No Subject

Anirudh Sanjeev anirudh at anirudhsanjeev.org
Mon Apr 5 18:34:21 UTC 2010


Hi Shaun!

Excerpts from Shaun McCance's message of Mon Apr 05 23:23:48 +0530 2010:
> Is this something that could just be built into Yelp, perhaps
> as a plugin? I've already talked with other documentation teams
> about making Yelp able to query the package manager for extra
> documentation.
I don't see why this shouldn't be a problem. In fact, it'll save me a lot
of trouble. I will prod the source of yelp today.
Does it rely on an embedded Webkit/Gecko system to display the text, or
pure Pango/Cairo?

Either way, it'll be a feasible addition to my list of deliverables.

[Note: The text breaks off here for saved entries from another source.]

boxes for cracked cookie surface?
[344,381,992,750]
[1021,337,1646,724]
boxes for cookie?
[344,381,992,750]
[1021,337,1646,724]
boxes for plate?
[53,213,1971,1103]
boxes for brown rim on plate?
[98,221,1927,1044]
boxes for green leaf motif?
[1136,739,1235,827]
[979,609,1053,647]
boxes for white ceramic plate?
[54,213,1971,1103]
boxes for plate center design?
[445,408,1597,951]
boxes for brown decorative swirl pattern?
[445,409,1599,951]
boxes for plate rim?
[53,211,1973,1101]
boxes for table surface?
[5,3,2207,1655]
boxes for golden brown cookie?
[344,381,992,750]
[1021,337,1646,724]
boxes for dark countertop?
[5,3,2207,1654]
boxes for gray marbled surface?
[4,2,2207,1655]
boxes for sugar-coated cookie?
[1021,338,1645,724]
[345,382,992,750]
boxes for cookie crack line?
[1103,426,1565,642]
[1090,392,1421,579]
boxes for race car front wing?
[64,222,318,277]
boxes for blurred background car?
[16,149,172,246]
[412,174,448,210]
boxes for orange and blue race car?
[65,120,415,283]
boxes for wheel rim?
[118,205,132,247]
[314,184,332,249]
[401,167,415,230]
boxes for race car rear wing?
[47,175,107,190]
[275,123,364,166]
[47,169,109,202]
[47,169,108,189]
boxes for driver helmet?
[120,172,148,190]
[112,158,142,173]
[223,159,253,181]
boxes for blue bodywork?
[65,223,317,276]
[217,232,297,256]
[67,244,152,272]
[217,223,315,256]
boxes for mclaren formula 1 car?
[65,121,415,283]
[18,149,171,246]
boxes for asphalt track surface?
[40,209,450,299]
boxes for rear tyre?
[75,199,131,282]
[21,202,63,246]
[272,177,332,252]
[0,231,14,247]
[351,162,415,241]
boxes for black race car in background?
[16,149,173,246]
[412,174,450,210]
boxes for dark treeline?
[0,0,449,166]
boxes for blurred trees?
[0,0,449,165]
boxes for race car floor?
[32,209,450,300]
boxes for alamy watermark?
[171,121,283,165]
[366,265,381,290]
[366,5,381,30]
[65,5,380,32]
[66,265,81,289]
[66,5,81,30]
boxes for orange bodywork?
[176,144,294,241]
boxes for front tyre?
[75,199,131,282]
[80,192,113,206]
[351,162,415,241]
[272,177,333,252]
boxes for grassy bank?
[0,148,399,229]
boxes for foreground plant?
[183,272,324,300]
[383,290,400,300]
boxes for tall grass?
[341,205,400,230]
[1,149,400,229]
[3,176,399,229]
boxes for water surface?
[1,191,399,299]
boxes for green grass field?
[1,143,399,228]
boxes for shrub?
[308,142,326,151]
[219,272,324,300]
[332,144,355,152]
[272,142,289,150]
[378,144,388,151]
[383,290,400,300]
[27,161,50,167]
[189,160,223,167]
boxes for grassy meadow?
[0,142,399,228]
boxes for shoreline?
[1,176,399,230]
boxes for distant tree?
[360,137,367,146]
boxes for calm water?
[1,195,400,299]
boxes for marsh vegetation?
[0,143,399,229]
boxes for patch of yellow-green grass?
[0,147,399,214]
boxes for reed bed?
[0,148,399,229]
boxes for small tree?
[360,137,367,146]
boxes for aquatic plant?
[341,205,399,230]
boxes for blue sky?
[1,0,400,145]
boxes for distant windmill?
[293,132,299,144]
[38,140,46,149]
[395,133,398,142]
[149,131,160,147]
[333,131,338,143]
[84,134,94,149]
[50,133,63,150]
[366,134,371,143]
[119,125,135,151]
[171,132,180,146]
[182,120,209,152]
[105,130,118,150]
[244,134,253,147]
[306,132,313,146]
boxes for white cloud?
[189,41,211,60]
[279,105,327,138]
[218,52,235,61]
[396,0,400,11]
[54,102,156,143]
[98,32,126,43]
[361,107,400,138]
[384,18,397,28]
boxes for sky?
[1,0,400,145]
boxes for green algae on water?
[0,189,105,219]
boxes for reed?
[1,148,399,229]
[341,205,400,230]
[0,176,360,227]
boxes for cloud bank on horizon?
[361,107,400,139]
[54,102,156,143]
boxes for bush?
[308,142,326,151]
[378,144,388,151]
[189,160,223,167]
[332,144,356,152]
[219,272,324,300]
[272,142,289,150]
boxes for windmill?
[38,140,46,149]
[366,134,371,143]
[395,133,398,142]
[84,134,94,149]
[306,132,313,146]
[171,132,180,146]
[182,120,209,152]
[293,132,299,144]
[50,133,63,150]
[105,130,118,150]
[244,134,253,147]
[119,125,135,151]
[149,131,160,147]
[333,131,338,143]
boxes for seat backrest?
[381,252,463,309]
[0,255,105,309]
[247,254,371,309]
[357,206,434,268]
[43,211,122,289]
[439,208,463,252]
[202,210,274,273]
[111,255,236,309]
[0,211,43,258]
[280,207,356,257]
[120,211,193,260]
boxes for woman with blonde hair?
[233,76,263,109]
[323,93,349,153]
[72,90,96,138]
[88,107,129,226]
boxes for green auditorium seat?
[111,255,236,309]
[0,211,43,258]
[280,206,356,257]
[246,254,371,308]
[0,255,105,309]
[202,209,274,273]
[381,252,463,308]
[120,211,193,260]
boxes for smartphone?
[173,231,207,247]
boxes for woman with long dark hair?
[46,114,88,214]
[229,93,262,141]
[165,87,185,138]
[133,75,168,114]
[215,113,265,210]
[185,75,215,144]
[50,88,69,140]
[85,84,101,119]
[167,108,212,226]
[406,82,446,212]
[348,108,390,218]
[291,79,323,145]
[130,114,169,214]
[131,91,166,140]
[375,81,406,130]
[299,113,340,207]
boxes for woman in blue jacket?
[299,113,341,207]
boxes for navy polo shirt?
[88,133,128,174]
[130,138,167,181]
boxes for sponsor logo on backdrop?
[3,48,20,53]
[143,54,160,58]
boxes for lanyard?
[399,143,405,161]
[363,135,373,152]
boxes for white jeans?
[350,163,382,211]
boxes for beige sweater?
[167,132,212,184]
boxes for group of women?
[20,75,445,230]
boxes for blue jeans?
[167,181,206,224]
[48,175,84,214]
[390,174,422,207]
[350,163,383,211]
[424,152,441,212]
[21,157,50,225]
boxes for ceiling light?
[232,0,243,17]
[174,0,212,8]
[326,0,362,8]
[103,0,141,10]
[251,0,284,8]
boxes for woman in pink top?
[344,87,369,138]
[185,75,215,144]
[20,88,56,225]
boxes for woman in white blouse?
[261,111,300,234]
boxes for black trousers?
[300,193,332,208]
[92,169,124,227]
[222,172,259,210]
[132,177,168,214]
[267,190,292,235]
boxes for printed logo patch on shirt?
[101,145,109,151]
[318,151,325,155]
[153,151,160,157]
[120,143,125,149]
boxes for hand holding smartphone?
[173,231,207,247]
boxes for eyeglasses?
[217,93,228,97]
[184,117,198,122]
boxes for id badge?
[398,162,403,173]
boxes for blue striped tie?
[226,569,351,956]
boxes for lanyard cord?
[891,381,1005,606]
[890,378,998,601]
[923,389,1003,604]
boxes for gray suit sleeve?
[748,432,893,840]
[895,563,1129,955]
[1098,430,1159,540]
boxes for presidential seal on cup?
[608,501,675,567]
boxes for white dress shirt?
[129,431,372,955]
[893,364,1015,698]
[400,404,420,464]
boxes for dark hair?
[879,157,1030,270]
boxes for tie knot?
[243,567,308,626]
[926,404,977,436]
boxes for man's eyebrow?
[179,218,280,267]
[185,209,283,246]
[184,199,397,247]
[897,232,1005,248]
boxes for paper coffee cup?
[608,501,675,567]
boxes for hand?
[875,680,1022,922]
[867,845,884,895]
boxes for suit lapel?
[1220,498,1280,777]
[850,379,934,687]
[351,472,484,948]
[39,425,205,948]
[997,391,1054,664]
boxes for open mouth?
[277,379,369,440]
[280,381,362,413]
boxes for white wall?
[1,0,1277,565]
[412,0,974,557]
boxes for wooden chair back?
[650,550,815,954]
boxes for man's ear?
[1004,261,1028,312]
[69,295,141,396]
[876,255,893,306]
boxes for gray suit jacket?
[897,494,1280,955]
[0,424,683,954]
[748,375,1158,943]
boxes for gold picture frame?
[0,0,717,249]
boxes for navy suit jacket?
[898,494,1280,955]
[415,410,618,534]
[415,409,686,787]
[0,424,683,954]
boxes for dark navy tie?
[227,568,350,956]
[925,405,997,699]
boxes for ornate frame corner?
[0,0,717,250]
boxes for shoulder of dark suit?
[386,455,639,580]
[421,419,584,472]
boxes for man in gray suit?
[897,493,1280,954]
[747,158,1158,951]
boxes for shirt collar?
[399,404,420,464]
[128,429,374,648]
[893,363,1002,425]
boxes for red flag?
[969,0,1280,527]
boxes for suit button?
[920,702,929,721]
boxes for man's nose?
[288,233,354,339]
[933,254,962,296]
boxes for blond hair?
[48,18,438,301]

> I just want to point out that the wiki model only works for
> a very small percentage of the wikis in the world. For wikis
> to work effectively, you must have people actively gardening
> them. Otherwise they get crowded out by weeds.
It's not exactly a wiki model. If you create a tutorial, I can make a
derived work from it. I can only re-upload changes which maybe you can
incorporate. Ranking will be done via user rating, traffic, length of
engagement on tutorial, etc - so it's not a vanilla wiki model

> But unless you keep the server completely closed, there will
> be alternative installations. And if you keep it closed, then
> either people won't use it, or they'll reverse engineer it.
> Rather than fighting this, maybe you should investigate ways
> to federate the content.
The server won't be closed. I just want to discourage different teams
running their own instances in the beginning until a community forms around
the idea. If people are willing to reverse engineer it (the formats and
transports are all very simple), I will look at it as validation of my
idea.

I still haven't decided when to release the code. It's not a question of
"if", it's a question of "when".

> The text portion is the easy part for translators. Taking
> new screenshots is the hard part. Note that translators
> aren't usually the expert users that the writers are, so
> they might have to do a lot of setup to get to the point
> where they can take equivalent screenshots.
One ridiculously ugly hack I can think of is to use gconf to modify the
language each time the "take screenshot" button is pressed so the Desktop
switches to individual languages and takes a screenshot for each one of
them. Since Gnome doesn't need to restart for applying language changes (or
I think it doesn't, based on my little experience with this functionality),
this _just_ might work.

I was also considering using OCR in the long term to identify the content
on the screen and make it searchable, so you can search for individual menu
items and tutorials that feature it will turn up. Maybe this can be
employed to help with translations.

> But there are some exceptional cases where some formats
> shine over others. You should look at some of the things
> Mallard does for translators (and I should finish writing
> the documentation for those things). Or just use Mallard
> as your underlying format.
Yes, I plan to actually _write_ some documentation for some project I like
to understand the process and understand the pain points, etc, and to
consider where I can use Mallard formatting instead of Markdown, etc.

Thanks,
Anirudh
-- 
Senior Undergraduate Student, Indian Institute of Technology, Kharagpur
http://anirudhsanjeev.org

The Unix philosophy - Do one thing. Do it well.